- Born: 06.01.1993 Kırklareli, Turkey

2023 Turkish Racetrack Championship career
- Debut season: 2022
- Current team: Texaco Team AMS
- Car number: 5
- Former teams: Bitci Racing Team AMS
- Starts: 4
- Wins: 1
- Podiums: 2
- Best finish: 1st in 2023

= Seda Kaçan =

Turkish racing driver (born 1993)

Seda Kaçan (born 1993) is a Turkish racing driver. She is the country's second female car racing driver after Ann Tahincioğlu, who competed in 1992. She is also Turkey's first race winning female driver. She is also her country's first international race driver. She secured the championship title in the DSG class of the 2024 TCR European Endurance, becoming the first woman to do so.

== Personal life ==
Seda Kaçan was born in Kırklareli, Turkey in 1993. Her father is a military officer and her mother is a school teacher. She completed her higher education at Yıldız Technical University in Istanbul as an industrial engineer. She works as a brand manager in the multinational company Doritos and PepsiCo.

== Sport career ==
At the beginning of her racing career, Kaçan was held back by people around her, as they told her that it is a men's sport. After training, she decided to start her motorsport career at the age of 27, a relatively late age.

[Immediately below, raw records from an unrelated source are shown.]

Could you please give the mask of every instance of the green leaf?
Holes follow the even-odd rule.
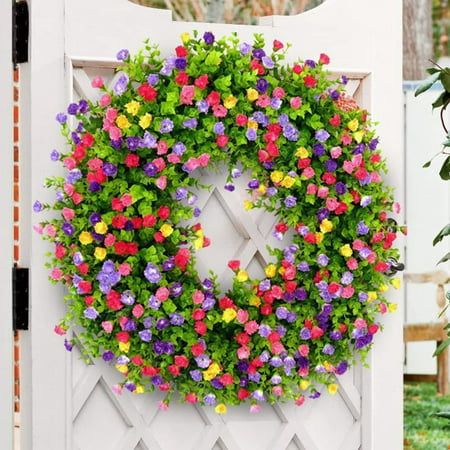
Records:
[[[130,187],[130,194],[133,197],[133,201],[137,202],[145,196],[146,189],[141,184],[133,184]]]
[[[430,75],[433,75],[434,73],[436,73],[436,72],[440,72],[441,70],[440,69],[437,69],[436,67],[429,67],[428,69],[427,69],[427,73],[429,73]]]
[[[231,86],[231,75],[227,75],[225,77],[217,78],[217,80],[214,81],[214,86],[219,91],[227,91],[228,88]]]
[[[439,171],[439,176],[445,181],[450,180],[450,156],[447,156],[444,164],[442,164],[441,170]]]
[[[438,356],[440,355],[448,346],[450,345],[450,338],[446,339],[444,342],[441,342],[438,345],[438,348],[435,350],[435,352],[433,353],[433,356]]]
[[[438,242],[441,242],[442,239],[445,236],[448,236],[450,234],[450,223],[445,225],[444,228],[442,228],[441,231],[436,235],[436,237],[433,239],[433,246],[436,245]]]
[[[432,414],[435,417],[443,417],[444,419],[450,420],[450,411],[439,411],[437,413]]]
[[[433,75],[430,75],[428,78],[426,78],[422,84],[416,89],[416,92],[414,93],[414,96],[417,97],[420,94],[423,94],[425,91],[428,91],[431,86],[433,86],[434,83],[439,79],[440,72],[433,73]]]
[[[422,167],[424,169],[426,169],[427,167],[430,167],[430,166],[431,166],[431,159],[429,161],[427,161]]]
[[[450,71],[444,70],[441,74],[441,83],[444,89],[450,93]]]
[[[443,262],[449,261],[450,260],[450,252],[448,252],[446,255],[444,255],[438,262],[436,265],[438,264],[442,264]]]
[[[213,50],[205,59],[205,64],[207,66],[218,66],[222,62],[220,53]]]
[[[441,106],[444,106],[448,104],[450,101],[450,94],[446,91],[442,92],[441,95],[432,103],[433,109],[440,108]]]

Kaçan raced first at the Turkey Karting Championship for one season, before she debuted as the second Turkish female driver in 30 years at the 2022 Turkish Racetrack Championship's (Türkiye Pist Şampiyonası) first leg, organized by the Turkish Motorsports Federation (TOSFED) and held at Ülkü Park in İzmir on 18–19 June. The country's first female racing driver was Ann Tahincioğlu, who competed in 1992 at the Turkish Championship. Competing in an Audi TT with race number 5 for the Bitci Racing Team AMS, and sponsored by her employer Kaçan finished the first round's first leg in sixth place, and reached fifth place in the second leg. In the second round of the championship at the İzmit Körfez Circuit, she took third place.

Kaçan remembers her first race as "it was very exciting to start in the pole position, because the championship applies a 'reverse grid order', at which the slowest driver starts in the front". Furthermore, "she felt like she was chased by monsters behind her. So, she focused more on the learning part of the job rather than the race winning".

=== 2023 ===
Kaçan stood twice on the podium at the 2023 Turkish Championship. In 2023, she won the championship's first round's first leg at İzmit Körfez Circuit in her new race car Audi RS 3 DSG. She became Turkey's first race-winning female driver. The 2023 Championship consisted of five rounds each with two legs. A total of twelve cars took part in two categories, in "Super" and "Maxi" groups.

Kaçan claimed her first victory in the 2023 Turkish Racetrack Championship, and finished the national championship in the second place.

Kaçan then became the first Turkish female driver in international circuit competitions debuting in the final round of 2023 TCR Italy Touring Car Championship in Autodromo Internazionale Enzo e Dino Ferrari, Imola.

=== 2024 ===
In 2024, the TCR European Endurance series were established, a four-leg touring car race series in three classes, Overall, DSG and Gen1, consisting of two stages lasting one hour each with a pit stop inbetween, piloted by two different race drivers in each stage. She joined Texaco Team AMS, and raced in her first full-time international season on an Audi RS3 DSG with teammate İbrahim Okyay. Sponsored by Doritos, Pepsi and Sixt, she was the only female race driver in the championship.

In the first leg of the championship in Balaton Park Circuit, Hungary, Kaçan was twice on the podium, coming first in the DSG category and second in the Overall. She repeated her first place victory in the second leg in Autodromo Vallelunga Piero Taruffi. With her success in the third leg in Misano World Circuit Marco Simoncelli, also in Italy, she secured the championship title in the TCR European Endurance with her teammate İbrahim Okyay in the DSG category with one race left before the end of the 2024 season.